El relato de Daniel es riguroso, pormenorizado y sobre todo, tremendamente honesto. Por momentos hace recordar a Ana Frank cuando se muestra distante y crítico para juzgar a los suyos, pero lo más abrumador de la historia no es la desventura de los padres y el hermano militante, no es la difícil búsqueda de su propia identidad y la lucha por reconstruirse en medio de la angustia y la soledad, no es la prolongada disputa judicial y política por llevar a la cárcel y hacer pagar a los asesinos de su familia, sino que es la sospecha de la supervivencia de su hermana menor Betina, convicción a la que llega por medio de señales que se encuentran en un campo de asuntos que para la mayoría son improbables o sobrenaturales.

El relato en consecuencia se escribe en dos dimensiones: una terrenal, racional, fundada, sustentada en hechos empíricos y testigos de causa; una historia de búsqueda para comprender el secuestro, torturas y lanzamiento de los cuerpos de sus seres queridos a las profundidades de las aguas del río de La Plata.

Esa historia, en el plano psicológico porque no en el fáctico, tiene su principio y su fin: Daniel es testigo de la desaparición de su familia, es protagonista de la búsqueda y finalmente decide instalar una placa en un cementerio capitalino, donde a pesar de la ausencia de los cuerpos puede hacer el luto y dialogar con sus ausentes.

Una segunda dimensión, con una historia aún más dolorosa que la primera, se va armando poco a poco en parte en la voz de Betina, en parte como reflexiones del autor, en parte como diálogos en el más allá, nos lleva a un mundo más confuso donde Betina sobrevive, pero ya incapaz de tener esperanzas, anhelos o seguridad se oculta en un estado de inaccesibilidad, en un silencio que será eterno.

La idea que Betina esté viva resulta tan aterradora como la idea de su muerte en las aguas rioplatenses. Ella al momento de su rapto tenía 16 años, era una chica inteligente y hermosa, comprometida políticamente como lo estaban los jóvenes en los setenta y se destacaba en el colegio por su cultura literaria.

Hoy sería una mujer de 50 años cuya supervivencia no sería obra de su deseo de vivir ni de la acción de un alma caritativa, sino de un destino aún más cruel que el que sufrieron sus padres, hermano y cuñada: el doble secuestro y sometimiento como esclava sexual de un torturador.

En medio de las insistentes señales que cada cierto tiempo arrastran nuevamente a Daniel a la sospecha de la supervivencia de su hermana menor, él se pregunta angustiado “¿No tengo derecho a vivir yo? ¿No tengo derecho a olvidarme un poco y hacer mi vida con algo de paz?”.

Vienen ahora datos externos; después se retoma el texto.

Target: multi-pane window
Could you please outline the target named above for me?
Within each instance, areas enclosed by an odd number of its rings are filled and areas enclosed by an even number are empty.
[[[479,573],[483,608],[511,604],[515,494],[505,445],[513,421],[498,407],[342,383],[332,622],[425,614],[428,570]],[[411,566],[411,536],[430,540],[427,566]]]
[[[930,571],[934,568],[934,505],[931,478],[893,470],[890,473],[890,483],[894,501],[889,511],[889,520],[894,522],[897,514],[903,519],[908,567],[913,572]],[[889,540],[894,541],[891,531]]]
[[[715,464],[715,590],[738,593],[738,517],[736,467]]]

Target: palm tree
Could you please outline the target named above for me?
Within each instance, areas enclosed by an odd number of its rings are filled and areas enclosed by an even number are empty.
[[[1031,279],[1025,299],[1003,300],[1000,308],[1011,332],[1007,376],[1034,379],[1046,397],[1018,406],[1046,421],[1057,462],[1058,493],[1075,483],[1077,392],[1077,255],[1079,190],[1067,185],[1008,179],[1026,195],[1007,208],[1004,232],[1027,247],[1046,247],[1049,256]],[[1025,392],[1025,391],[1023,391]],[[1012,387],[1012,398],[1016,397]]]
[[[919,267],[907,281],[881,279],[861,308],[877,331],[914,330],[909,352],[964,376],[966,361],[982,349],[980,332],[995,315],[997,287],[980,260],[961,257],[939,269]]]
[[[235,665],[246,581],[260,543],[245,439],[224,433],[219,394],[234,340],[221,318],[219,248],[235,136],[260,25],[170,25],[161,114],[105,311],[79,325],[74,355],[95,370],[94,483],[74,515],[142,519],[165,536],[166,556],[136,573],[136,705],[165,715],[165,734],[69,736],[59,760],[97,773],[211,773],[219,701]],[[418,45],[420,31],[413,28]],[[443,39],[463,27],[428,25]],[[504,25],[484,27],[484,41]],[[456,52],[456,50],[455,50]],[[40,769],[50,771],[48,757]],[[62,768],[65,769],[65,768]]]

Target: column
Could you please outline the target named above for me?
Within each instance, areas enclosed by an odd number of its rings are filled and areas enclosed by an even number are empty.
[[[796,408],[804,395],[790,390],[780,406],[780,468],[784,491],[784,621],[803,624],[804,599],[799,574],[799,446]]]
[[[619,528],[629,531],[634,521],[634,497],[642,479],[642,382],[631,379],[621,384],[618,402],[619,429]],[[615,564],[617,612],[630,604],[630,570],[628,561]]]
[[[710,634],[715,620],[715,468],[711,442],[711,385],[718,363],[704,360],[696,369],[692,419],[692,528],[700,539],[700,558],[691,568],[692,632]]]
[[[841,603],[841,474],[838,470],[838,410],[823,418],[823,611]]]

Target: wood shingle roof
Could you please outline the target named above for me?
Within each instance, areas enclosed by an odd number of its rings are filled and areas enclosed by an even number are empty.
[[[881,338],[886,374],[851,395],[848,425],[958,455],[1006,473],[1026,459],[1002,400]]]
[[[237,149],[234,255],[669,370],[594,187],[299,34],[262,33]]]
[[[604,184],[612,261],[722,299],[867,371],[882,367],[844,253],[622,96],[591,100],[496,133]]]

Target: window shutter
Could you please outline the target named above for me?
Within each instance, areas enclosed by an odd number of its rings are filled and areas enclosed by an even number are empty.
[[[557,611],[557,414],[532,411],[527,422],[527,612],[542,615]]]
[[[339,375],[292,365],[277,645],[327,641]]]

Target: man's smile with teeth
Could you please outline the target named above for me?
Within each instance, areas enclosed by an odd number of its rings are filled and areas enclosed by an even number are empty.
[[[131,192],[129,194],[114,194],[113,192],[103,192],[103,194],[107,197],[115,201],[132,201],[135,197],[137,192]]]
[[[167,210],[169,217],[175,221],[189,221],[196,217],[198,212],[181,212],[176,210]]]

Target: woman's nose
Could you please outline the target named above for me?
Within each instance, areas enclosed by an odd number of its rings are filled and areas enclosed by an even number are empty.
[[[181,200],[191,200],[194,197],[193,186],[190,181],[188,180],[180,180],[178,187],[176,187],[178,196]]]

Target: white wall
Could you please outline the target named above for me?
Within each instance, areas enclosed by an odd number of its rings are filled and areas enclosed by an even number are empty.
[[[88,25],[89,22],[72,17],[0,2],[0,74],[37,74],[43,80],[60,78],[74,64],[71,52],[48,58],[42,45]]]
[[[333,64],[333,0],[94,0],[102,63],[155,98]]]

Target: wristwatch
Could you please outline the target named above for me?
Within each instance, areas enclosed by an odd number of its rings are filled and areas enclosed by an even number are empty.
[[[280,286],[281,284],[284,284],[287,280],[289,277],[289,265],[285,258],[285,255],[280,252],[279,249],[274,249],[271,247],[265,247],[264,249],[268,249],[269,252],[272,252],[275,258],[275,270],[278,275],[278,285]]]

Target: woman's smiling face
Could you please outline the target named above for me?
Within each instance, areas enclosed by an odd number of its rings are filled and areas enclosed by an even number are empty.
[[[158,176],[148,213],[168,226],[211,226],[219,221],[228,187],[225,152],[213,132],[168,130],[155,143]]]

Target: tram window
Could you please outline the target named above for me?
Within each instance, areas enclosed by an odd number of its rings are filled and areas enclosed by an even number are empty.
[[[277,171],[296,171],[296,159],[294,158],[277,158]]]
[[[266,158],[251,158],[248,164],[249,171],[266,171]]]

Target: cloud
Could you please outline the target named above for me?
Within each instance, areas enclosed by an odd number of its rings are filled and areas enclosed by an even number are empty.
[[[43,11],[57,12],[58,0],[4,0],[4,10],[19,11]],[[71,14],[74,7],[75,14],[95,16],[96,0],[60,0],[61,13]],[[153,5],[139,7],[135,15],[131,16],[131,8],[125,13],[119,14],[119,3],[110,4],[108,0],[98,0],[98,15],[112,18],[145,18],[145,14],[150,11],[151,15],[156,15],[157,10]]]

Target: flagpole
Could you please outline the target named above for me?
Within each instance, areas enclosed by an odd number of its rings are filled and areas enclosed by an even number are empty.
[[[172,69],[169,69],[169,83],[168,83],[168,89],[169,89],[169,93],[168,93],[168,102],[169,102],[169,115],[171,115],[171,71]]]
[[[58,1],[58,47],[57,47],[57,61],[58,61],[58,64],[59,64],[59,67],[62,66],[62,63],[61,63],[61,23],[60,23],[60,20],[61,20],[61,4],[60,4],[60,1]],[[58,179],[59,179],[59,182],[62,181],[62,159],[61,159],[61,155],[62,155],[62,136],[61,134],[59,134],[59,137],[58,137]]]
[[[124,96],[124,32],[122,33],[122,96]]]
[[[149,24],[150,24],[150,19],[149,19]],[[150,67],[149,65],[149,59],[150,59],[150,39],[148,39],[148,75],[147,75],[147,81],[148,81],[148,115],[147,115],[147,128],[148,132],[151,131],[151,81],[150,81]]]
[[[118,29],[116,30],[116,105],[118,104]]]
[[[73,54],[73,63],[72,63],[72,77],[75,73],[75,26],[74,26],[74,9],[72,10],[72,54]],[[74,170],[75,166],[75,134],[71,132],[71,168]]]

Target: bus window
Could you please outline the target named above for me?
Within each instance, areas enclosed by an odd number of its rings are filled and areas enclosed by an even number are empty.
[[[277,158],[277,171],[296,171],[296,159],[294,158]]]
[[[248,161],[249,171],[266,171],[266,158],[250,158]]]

Algo de paz encontró Daniel en el judaísmo religioso que abrazó rompiendo con la tradición laica de sus padres; algo de paz encontró en los cantos litúrgicos en los que hizo especialista; algo de paz encontró ganándole el juicio civil a Emilio Massera y forzándolo a pagar la indemnización de su bolsillo; algo de paz le dieron su abuela, sus tíos chilenos y su “madre adoptiva” Matilde Herrera, exiliada en Francia, madre biológica de tres desaparecidos; algo de paz le dio Mariana, madre de sus dos hijos con quienes vencería a quienes intentaron borrar del mapa argentino su apellido.

Pero sospecho, después de leer esta dolorosa autobiografía, que la paz de Daniel será siempre imposible. El ha sabido encontrar un camino de vida, pero estas terribles heridas dejaron en su alma cicatrices imperecederas.